Unexpected table extraction

Closed this issue 2 years ago · 3 comments

Summary of your issue

Wrongly parsing two columns as one while they should be different columns.

I assume tabula-py is just a wrapped for tabula-java, correct? Yet I'm getting different table columns when comparing tabula-py and tabula-java UI results.

Check list before

Did you read FAQ?
(Optional, but really helpful) Your PDF URL: https://mopng.gov.in/files/petroleumStatistics/monthlyProduction/MPR-for-the-month-of-June,2022.pdf
Paste the output of import tabula; tabula.environment_info() on Python REPL:
Python version:
3.7.11 (default, Jul 27 2021, 09:42:29) [MSC v.1916 64 bit (AMD64)]
Java version:
openjdk version "11.0.6" 2020-01-14
OpenJDK Runtime Environment (build 11.0.6+8-b765.1)
OpenJDK 64-Bit Server VM (build 11.0.6+8-b765.1, mixed mode)
tabula-py version: 2.4.0
platform: Windows-10-10.0.22000-SP0
uname:
uname_result(system='Windows', node='DESKTOP-7T3U2OJ', release='10', version='10.0.22000', machine='AMD64', processor='Intel64 Family 6 Model 158 Stepping 13, GenuineIntel')
linux_distribution: ('', '', '')
mac_ver: ('', ('', '', ''), '')

What did you do when you faced the problem?

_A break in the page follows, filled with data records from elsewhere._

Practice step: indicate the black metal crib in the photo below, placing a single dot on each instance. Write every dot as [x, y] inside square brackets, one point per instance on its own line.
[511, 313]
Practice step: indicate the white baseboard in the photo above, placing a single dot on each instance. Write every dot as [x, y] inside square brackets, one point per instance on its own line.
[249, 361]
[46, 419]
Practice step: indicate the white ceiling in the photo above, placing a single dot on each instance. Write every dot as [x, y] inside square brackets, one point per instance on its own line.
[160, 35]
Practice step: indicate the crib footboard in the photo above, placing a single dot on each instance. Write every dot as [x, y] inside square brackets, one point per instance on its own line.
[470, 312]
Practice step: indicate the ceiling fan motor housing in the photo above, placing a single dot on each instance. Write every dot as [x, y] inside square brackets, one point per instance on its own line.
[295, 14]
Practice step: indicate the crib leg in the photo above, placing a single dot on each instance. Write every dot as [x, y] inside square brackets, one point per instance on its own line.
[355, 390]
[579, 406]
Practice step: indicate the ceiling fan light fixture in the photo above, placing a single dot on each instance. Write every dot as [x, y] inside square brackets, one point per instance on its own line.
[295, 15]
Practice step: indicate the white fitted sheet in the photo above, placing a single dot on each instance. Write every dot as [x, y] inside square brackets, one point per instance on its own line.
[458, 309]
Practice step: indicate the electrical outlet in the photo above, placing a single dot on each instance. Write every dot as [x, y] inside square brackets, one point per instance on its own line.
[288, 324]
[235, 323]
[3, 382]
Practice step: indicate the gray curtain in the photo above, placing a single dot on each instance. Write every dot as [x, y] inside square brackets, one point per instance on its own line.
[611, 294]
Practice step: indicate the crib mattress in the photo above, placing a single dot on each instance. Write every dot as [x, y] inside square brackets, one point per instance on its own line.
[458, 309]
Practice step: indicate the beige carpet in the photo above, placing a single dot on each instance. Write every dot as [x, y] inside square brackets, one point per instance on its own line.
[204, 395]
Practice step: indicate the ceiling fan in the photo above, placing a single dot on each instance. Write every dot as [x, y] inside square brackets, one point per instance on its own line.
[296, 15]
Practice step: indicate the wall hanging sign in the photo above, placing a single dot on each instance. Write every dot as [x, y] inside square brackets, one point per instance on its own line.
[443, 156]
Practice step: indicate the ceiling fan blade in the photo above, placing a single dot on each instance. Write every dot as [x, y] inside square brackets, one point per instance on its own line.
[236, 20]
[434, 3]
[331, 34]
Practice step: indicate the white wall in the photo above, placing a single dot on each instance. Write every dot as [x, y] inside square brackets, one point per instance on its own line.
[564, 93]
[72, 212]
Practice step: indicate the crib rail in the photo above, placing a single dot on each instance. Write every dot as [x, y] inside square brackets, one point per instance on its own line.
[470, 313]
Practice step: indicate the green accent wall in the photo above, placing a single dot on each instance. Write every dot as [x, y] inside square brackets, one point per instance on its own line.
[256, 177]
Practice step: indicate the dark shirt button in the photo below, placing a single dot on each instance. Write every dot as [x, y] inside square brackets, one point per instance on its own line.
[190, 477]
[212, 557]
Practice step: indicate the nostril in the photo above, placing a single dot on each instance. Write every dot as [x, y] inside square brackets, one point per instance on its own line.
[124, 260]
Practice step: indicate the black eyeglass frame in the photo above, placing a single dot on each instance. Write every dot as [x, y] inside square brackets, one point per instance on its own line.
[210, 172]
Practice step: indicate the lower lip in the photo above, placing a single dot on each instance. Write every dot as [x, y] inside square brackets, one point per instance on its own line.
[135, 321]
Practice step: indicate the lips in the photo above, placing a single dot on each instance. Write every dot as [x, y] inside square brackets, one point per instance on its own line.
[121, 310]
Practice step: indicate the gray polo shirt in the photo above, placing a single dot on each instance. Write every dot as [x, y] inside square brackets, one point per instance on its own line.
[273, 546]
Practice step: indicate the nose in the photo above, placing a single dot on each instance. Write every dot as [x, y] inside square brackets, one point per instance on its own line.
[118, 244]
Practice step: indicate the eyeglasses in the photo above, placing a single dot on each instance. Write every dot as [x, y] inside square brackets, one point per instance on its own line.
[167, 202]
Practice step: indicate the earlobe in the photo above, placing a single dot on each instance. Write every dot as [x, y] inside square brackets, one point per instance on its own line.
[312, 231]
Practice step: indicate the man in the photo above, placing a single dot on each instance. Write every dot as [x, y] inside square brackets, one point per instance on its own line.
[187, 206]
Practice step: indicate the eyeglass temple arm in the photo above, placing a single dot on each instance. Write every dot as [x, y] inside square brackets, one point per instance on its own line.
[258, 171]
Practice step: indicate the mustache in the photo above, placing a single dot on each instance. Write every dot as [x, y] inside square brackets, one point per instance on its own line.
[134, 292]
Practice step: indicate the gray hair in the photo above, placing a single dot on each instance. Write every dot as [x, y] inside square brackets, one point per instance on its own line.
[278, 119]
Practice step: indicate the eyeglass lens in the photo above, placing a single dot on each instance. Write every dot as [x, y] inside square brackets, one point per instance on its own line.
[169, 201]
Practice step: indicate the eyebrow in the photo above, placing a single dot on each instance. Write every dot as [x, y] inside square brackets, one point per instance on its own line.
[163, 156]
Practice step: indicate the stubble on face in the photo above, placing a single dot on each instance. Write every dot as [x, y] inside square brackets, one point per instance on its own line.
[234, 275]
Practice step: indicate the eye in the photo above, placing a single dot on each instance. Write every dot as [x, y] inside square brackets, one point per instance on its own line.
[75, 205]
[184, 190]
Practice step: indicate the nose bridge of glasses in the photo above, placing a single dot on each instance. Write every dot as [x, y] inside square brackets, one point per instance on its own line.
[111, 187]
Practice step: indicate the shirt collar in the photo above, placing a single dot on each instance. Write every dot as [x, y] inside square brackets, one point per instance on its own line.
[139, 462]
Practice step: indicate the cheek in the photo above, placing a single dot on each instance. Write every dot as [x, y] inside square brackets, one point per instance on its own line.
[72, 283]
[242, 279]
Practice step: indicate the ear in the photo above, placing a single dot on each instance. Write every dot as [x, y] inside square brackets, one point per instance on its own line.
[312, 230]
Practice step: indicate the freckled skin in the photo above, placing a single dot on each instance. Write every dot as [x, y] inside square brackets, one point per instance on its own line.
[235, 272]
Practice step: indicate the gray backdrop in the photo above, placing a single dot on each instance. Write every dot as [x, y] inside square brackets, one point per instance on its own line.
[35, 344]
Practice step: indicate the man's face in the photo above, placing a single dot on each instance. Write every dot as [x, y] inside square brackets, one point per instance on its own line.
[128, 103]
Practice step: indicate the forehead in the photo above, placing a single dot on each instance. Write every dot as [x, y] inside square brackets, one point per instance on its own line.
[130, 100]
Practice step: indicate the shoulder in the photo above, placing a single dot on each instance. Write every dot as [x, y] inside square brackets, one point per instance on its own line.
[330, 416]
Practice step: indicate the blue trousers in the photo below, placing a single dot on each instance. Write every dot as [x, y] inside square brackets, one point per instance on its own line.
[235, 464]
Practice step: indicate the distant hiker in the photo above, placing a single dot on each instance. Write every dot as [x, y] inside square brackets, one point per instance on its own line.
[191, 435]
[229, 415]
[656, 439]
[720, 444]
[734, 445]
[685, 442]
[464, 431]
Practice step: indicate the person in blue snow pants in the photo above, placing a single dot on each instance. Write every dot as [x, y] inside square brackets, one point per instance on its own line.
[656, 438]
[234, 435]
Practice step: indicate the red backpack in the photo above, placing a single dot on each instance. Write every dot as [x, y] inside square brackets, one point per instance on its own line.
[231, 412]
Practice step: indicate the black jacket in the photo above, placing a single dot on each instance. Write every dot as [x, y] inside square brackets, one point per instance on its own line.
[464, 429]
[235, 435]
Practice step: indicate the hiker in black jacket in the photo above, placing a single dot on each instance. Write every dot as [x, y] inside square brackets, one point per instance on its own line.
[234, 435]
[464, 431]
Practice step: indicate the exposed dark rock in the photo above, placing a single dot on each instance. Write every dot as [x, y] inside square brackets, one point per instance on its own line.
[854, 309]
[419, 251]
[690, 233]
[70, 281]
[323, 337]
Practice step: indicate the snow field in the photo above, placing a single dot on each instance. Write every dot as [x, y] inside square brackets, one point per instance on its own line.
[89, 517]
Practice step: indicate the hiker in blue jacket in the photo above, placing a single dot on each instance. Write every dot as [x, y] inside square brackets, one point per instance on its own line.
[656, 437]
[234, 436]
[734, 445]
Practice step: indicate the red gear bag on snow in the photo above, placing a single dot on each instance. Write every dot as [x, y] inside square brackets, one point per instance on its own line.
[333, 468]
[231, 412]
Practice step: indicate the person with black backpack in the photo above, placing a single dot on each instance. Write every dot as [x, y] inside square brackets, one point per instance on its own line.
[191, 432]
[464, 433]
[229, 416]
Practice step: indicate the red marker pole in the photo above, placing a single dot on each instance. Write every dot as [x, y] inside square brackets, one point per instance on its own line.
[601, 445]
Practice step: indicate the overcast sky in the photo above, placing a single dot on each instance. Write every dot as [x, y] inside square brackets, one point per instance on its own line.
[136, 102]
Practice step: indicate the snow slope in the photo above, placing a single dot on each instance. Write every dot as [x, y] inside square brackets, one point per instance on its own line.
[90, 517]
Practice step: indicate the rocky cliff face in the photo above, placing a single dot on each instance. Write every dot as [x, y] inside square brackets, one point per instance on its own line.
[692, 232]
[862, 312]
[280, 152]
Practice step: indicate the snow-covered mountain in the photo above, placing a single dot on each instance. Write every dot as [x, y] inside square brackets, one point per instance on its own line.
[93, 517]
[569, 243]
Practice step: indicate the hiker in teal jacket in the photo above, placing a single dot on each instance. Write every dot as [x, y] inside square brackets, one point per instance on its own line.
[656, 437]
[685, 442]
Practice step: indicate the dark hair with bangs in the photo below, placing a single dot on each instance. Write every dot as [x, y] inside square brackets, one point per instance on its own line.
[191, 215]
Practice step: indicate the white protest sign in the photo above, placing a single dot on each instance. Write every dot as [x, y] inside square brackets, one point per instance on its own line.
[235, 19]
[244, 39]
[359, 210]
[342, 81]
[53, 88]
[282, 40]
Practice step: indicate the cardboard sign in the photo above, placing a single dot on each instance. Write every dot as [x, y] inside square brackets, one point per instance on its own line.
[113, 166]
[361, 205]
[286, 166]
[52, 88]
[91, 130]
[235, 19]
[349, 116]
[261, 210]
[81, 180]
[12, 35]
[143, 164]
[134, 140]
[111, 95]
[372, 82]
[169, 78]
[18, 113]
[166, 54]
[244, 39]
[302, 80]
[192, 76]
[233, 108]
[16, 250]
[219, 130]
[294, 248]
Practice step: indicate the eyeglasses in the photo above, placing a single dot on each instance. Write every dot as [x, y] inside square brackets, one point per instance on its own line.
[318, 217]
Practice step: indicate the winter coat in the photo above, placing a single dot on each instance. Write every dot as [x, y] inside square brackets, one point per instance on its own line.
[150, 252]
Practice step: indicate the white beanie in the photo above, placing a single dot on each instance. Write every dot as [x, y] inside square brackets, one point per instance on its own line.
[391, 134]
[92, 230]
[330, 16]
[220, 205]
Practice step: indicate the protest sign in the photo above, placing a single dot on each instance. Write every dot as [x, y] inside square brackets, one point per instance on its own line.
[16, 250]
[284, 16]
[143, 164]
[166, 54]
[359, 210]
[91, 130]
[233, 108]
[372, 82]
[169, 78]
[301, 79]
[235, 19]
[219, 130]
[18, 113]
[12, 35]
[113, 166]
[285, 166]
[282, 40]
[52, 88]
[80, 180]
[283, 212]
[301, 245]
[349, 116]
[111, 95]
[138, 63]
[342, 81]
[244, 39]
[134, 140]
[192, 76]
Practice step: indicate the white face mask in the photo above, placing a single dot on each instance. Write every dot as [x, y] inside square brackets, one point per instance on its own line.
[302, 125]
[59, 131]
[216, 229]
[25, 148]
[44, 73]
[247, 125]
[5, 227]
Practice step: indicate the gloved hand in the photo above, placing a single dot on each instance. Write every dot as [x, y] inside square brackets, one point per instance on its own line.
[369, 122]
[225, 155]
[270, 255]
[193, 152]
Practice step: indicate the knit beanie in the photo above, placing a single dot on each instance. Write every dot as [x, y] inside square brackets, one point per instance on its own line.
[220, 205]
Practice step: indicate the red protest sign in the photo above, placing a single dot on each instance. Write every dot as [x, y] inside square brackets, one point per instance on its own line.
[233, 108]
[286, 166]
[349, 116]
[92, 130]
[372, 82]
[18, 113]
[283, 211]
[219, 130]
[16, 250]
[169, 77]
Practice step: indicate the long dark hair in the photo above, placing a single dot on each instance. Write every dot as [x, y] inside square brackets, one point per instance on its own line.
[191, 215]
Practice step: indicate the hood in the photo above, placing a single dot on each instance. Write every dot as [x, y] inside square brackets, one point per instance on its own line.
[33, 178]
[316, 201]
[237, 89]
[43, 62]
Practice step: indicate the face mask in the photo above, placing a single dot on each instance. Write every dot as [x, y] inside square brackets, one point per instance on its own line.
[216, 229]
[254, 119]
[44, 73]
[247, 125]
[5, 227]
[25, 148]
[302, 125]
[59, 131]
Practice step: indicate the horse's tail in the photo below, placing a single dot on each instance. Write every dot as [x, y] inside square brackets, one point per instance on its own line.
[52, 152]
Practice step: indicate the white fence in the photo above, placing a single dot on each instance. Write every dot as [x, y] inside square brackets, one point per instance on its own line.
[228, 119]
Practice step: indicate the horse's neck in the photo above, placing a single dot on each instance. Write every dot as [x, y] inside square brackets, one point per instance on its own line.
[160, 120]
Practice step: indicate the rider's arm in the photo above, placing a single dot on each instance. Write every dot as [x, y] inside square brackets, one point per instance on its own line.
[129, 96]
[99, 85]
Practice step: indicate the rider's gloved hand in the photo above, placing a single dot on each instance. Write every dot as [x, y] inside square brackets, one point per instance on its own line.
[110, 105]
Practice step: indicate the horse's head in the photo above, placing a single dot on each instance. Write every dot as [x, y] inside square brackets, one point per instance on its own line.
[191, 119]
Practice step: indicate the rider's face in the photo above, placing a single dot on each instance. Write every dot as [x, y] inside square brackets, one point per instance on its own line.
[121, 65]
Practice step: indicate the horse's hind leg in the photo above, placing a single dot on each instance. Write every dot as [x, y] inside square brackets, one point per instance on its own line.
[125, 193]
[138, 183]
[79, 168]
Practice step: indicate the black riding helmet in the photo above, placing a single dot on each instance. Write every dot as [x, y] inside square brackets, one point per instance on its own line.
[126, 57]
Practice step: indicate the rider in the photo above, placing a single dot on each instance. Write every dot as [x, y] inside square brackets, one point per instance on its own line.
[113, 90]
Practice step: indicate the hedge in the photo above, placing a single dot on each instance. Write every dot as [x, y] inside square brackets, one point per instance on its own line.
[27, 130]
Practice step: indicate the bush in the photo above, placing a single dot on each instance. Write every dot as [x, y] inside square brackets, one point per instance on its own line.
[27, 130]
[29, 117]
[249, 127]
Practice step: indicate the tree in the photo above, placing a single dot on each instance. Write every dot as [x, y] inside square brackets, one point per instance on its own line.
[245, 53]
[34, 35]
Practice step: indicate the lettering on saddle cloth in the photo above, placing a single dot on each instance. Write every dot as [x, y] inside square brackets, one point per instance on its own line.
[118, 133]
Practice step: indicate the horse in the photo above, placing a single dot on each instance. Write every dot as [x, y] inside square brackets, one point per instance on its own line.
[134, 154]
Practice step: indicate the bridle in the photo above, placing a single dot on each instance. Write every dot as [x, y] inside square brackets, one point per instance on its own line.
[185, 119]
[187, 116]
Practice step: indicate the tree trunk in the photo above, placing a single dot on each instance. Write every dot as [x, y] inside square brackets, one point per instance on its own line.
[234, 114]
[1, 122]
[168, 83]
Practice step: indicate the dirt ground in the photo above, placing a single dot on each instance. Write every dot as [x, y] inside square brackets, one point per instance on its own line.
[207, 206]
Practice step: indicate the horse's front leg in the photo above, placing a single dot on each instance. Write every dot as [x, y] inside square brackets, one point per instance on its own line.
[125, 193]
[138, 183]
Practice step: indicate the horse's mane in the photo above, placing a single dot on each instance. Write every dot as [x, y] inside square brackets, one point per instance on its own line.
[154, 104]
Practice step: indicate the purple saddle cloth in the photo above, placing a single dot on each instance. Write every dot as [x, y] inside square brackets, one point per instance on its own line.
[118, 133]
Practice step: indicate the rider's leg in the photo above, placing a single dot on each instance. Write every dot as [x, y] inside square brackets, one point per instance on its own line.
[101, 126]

Checked result in the tabula-java UI.

Code:

dfs = tabula.read_pdf('https://mopng.gov.in/files/petroleumStatistics/monthlyProduction/MPR-for-the-month-of-June,2022.pdf', pages=9, lattice=True, pandas_options={'header': None})
df = dfs[0]

Expected behavior:

Target production during the month as second column and Month under review * as third.

Actual behavior:

Both Target production during the month and Month under review * in the second column.

Related Issues:

None

Answer 1 · 2022-08-01T16:18:19.000Z

@alexDS12 this issue was automatically closed because it did not follow the issue template

Answer 2 · 2022-09-12T07:43:13.000Z

@alexDS12 Were you able to solve the problem? Please help. I am also facing a similar issue.

Answer 3 · 2022-09-21T21:07:10.000Z

@ollycredit I chose to move to another library as I didn't find a reliable solution, please create a new issue so author can try to help you.